San Antonio authorities are launching a new campaign to keep people from pointing lasers at airplanes.
The reward for turning someone in could be as much as $10,000.
"Laser strikes effect commercial, military, law enforcement and private aircraft," said Calvin Shivers, FBI assistant special agent in Charge. "They also pose a serious threat to pilots, passengers and the general public."
Pointing a laser at an aircraft is a felony that could land you in prison for up to five years.
Officials say it's a big problem all over the nation.
Pilots say they encounter laser pointers more than 10 times each day during the most critical phase of their flights -- while they're landing.
Laser pointers can light up the cockpit and, in some cases, can blind pilots, putting the safety of everyone on board and people on the ground at stake.

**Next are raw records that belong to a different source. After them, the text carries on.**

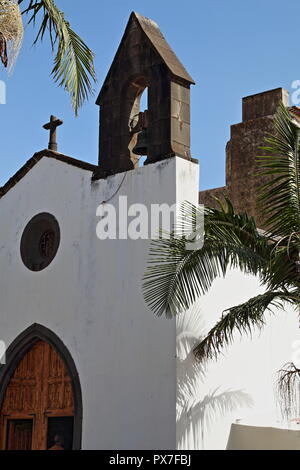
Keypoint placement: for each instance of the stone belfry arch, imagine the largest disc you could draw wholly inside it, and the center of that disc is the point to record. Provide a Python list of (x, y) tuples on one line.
[(144, 59)]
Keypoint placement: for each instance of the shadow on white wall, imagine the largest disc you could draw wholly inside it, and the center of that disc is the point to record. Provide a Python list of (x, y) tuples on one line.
[(197, 410)]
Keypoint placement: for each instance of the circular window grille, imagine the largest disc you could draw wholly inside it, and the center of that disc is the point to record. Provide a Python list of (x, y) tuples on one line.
[(40, 242)]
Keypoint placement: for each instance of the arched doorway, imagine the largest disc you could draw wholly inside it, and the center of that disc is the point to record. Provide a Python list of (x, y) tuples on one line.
[(40, 398)]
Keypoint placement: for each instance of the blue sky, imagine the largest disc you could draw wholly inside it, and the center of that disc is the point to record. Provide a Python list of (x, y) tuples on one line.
[(231, 48)]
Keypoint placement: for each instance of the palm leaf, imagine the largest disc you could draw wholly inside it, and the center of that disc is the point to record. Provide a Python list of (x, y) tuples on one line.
[(242, 319), (73, 64), (177, 276)]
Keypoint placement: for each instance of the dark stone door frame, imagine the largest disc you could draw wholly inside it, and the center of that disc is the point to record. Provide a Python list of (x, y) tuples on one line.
[(21, 345)]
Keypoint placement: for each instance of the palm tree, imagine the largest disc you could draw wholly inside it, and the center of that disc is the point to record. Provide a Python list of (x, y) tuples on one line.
[(177, 276), (73, 63)]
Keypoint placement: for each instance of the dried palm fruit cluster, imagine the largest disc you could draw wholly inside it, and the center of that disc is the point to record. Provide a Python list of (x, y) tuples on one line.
[(11, 32)]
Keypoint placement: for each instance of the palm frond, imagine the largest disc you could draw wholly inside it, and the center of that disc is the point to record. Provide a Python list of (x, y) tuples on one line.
[(73, 64), (176, 275), (288, 388), (242, 319)]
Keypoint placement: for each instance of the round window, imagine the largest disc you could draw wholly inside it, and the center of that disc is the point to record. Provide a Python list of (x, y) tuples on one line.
[(40, 242)]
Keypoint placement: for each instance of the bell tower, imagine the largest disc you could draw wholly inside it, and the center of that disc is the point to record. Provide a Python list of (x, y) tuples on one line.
[(143, 60)]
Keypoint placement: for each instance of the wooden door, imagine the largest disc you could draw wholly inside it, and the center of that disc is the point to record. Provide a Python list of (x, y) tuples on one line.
[(40, 388), (19, 434)]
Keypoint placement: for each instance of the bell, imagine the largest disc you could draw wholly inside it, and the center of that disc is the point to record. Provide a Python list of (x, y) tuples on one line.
[(140, 147)]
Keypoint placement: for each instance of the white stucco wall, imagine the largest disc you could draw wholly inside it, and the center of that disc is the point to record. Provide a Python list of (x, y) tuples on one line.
[(240, 385), (90, 296)]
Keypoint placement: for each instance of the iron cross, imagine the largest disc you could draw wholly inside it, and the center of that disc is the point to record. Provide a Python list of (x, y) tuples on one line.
[(52, 126)]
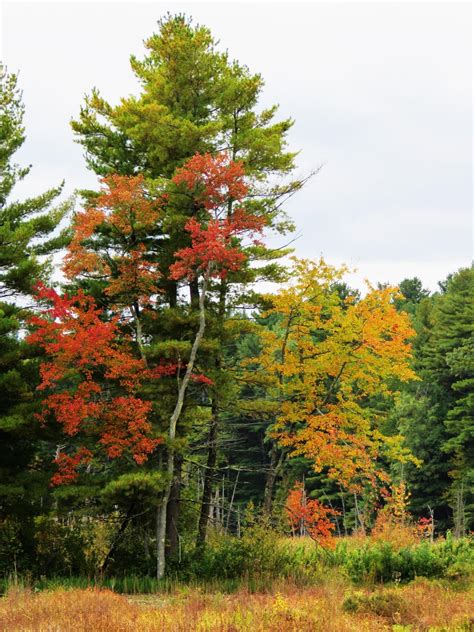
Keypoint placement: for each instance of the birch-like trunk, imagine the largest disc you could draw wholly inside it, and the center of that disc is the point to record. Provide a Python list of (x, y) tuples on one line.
[(162, 511)]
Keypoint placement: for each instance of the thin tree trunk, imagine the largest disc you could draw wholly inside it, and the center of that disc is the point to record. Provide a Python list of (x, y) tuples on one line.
[(172, 533), (276, 463), (213, 432), (162, 513), (117, 539), (231, 504), (208, 478)]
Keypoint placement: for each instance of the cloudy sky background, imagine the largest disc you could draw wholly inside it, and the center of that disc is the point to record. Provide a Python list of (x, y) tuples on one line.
[(381, 95)]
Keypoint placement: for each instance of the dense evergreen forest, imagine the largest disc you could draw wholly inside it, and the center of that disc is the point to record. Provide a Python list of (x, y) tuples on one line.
[(152, 396)]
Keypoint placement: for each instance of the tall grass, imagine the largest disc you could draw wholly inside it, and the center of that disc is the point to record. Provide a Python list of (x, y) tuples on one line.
[(331, 607)]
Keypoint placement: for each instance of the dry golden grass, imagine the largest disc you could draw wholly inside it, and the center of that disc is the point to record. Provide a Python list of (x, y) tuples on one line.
[(421, 606)]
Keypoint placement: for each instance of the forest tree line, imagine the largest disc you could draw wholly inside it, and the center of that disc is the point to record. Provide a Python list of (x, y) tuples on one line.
[(155, 394)]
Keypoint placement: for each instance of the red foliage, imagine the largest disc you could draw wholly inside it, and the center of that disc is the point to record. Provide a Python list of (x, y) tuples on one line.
[(91, 378), (215, 182), (213, 179), (68, 466), (310, 516)]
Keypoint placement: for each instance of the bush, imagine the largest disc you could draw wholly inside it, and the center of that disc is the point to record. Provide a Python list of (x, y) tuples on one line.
[(381, 562)]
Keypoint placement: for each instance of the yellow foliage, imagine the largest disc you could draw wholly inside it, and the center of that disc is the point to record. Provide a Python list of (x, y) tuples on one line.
[(324, 360)]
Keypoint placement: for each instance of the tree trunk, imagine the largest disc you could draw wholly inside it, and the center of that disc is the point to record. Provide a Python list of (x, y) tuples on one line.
[(208, 478), (172, 533), (118, 537), (163, 509), (274, 468)]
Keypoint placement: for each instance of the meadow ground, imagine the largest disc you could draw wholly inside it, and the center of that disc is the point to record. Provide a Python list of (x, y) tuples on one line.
[(334, 606)]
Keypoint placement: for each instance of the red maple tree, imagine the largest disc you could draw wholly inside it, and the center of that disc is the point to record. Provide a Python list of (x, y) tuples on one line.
[(91, 381), (217, 184)]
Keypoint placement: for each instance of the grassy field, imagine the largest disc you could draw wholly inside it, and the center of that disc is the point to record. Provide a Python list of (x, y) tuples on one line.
[(333, 607), (262, 583)]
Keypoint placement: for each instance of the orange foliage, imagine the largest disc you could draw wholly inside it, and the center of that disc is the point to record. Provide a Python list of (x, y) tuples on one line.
[(310, 516), (325, 359), (128, 214)]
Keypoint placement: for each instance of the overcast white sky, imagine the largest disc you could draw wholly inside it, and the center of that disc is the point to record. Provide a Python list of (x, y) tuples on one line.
[(381, 93)]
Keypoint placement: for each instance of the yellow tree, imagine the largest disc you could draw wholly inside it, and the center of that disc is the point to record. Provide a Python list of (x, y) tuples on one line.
[(323, 360)]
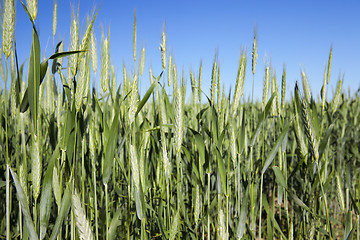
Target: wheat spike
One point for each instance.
(179, 115)
(283, 88)
(74, 44)
(169, 70)
(329, 66)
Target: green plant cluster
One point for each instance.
(82, 163)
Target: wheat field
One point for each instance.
(110, 163)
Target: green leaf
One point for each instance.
(275, 148)
(279, 177)
(24, 207)
(243, 215)
(46, 197)
(199, 140)
(222, 171)
(299, 202)
(64, 210)
(268, 211)
(65, 54)
(115, 222)
(34, 78)
(147, 95)
(111, 137)
(262, 119)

"You can be flash-blinded or have momentary blindness," said First Officer Wolfgang Koch, with Delta Airlines. "So at some point, you're going to have to rely on either another crew member to fly the aircraft or the automation of the aircraft."
Last year, laser strikes hit an all-time high of 3,900, and it's estimated thousands more go unreported.
San Antonio ranks among the top 15 cities in the nation in air strikes against aircraft.
There were 50 laser strikes reported last year in San Antonio.
"Just two weeks ago, we were investigating a situation where two individuals were lasing an aircraft in the Northeast area of the county," said Bexar County Sheriff Susan Pamerleau. In this incident, two teens were arrested for pointing a laser at a DPS helicopter.
In fact, FBI officials said Tuesday that a majority of these strikes have been committed by teens, many who have been difficult to track down.
"Part of the reason why we have difficulty in prosecuting these cases is it's really difficult to collect the evidence and to have eyewitnesses on the scene who can identity the perpetrators," said Michelle Lee, with the San Antonio FBI office.